Photoshop is an image editor and freehand painting platform. Illustrator is a Vector illustration suite.
Illustrator would be standard for assets for iOS games and other simple 2D assets, I should think, what with the vectors, perhaps also inorganic design work, but Photoshop's workflow is much more suited to things such as concept art and other organic designs.
A lot of people even do UI work in Photoshop, if I've heard correctly.
In any case, people expect this from Photoshop:
(Copyright Arkane and Viktor Antonov)
And this from Illustrator:
(Source Needed; Illustrator feature picture I believe)
Not quite the same, is it?
While I was searching, I saw a few beautiful painted works that cited Adobe Illustrator, but I can't be sure of any of them, and they were sandwiched between standard vector works. So I'd say it's probably the exception that you can make works like that, and not the rule.
2) Do employers mind if I use freeware programs? I learned how to use photoshop in high school for image manipulation and moved on to a freeware program called GIMP and still has it to this day. Right now, I am practicing vector drawing on Inkscape (Freeware program compared to Illustrator). I have experience in photoshop and illustrator but I am using freeware counterparts because Photoshop and Illustrator combined are expensive, especially since I have loans to pay for college.
I find GIMP to be horrid! It's not really the same at all. However, that's a personal opinion, and I'm pretty sure if your artistic skills and design sense are honed enough they won't give a diddly squat whether you design using MSPaint and Flash. It's just that you'll probably (and note the probably) be using Photoshop if you're hired to do stuff that they use Photoshop for, so it's a massive plus to them if they know that they won't have to get someone to teach you.
3) Ok so this may not have to do with the topic but since I am here: Do game artists stay at one company for long or are they like freelancers? I checked out some game art portfolios and the resumes attached. To my surprise, they have worked at multiple game companies as if they were job hopping. I was hoping to stay at one company for a while...
Both. Some are hired and work by salary, some are freelancers and are outsourced. However, I think what you're seeing is more of a weird thing that games companies sometimes do where they hire a team to work on a game...

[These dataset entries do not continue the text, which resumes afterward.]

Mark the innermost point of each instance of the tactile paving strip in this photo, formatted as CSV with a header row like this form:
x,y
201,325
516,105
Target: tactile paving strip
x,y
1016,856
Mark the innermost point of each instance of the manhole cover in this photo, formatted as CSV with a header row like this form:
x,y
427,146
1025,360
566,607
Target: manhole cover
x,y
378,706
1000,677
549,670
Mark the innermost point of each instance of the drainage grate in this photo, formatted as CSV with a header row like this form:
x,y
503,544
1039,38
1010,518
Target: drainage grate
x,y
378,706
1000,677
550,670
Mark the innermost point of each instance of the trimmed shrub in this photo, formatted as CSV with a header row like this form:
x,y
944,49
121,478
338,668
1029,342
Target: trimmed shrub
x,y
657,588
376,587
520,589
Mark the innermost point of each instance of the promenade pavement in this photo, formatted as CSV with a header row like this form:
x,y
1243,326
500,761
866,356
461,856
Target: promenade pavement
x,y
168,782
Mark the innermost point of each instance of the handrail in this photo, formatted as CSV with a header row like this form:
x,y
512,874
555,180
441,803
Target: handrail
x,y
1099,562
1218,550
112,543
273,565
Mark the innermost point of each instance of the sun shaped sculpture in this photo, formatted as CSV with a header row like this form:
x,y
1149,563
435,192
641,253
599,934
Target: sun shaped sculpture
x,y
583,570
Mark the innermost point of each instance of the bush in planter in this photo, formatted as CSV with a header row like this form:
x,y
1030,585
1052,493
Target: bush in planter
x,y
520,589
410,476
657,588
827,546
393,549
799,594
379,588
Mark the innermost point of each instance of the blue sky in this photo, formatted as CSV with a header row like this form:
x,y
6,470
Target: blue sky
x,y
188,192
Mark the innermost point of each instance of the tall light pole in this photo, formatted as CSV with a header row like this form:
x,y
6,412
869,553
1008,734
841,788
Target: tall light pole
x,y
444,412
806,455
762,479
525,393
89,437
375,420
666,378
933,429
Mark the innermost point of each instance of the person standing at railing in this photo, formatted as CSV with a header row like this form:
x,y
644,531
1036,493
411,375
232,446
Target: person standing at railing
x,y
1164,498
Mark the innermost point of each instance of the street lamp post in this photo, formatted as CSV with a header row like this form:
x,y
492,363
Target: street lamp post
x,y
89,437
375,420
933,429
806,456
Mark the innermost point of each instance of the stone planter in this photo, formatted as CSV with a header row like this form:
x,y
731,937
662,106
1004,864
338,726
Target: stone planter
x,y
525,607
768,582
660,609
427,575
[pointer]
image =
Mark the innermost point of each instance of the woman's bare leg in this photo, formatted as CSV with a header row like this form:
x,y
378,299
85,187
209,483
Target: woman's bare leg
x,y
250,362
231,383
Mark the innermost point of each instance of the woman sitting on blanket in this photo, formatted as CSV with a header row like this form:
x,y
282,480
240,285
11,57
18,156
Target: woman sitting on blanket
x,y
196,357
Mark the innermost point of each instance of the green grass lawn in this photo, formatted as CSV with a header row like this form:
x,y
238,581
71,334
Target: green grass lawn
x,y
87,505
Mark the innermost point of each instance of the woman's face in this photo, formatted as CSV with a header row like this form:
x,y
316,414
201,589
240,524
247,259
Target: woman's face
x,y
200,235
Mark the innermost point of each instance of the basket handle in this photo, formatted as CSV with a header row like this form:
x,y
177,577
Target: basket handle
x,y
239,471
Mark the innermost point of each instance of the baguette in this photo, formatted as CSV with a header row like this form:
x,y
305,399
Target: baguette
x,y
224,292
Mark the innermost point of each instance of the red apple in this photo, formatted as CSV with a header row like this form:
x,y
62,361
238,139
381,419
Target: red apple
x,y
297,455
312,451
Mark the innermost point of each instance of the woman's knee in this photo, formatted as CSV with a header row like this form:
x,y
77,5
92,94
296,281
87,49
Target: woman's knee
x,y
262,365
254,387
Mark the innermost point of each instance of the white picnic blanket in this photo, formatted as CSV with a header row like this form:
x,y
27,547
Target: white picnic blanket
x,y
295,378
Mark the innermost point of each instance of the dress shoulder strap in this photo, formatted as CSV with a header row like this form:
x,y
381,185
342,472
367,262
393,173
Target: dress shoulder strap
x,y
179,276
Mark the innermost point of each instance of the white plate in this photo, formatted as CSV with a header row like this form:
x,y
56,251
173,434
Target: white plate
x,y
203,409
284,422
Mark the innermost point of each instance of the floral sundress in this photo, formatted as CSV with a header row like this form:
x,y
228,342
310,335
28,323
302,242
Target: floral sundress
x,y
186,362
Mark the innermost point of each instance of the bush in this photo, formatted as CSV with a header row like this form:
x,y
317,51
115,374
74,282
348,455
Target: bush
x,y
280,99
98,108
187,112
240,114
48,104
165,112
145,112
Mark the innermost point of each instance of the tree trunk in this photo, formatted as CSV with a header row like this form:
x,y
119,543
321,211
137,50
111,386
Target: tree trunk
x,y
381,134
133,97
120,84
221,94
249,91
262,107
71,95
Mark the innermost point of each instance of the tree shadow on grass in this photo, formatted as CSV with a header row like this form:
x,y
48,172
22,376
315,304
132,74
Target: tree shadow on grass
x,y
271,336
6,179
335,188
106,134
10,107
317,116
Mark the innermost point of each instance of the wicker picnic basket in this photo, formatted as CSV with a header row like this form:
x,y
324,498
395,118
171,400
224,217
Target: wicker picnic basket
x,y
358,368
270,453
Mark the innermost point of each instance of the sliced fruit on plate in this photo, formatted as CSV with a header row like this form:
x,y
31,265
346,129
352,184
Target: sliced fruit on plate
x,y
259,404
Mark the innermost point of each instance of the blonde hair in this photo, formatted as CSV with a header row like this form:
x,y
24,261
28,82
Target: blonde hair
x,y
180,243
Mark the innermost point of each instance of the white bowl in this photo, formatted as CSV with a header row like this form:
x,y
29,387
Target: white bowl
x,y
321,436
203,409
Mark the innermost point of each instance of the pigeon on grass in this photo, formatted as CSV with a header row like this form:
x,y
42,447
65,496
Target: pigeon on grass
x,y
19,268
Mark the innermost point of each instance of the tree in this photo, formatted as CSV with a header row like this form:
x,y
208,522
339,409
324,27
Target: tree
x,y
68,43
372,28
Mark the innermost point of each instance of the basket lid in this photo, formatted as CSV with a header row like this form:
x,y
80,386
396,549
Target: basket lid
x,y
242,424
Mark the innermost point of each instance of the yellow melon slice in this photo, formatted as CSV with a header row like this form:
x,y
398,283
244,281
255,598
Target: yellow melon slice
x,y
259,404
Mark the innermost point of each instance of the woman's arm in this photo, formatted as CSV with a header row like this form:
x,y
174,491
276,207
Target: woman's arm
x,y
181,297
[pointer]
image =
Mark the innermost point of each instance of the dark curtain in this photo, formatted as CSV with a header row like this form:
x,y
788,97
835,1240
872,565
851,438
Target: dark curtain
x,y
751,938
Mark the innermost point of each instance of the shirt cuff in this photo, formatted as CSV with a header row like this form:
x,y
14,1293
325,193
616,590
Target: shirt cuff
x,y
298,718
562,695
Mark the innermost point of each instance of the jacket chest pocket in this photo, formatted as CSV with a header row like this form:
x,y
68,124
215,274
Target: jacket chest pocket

Then proceed to lay everyone off when it's out or just after a period of time as passed.
I'm sure this isn't too common, but I've heard a lot of stories; and it seems like the general attitude is that you're not expected to stay at one company for all of your career like it might be in some other industries.
Some of this might be a bit off, since I'm still a student, but I hope this does clear up some things.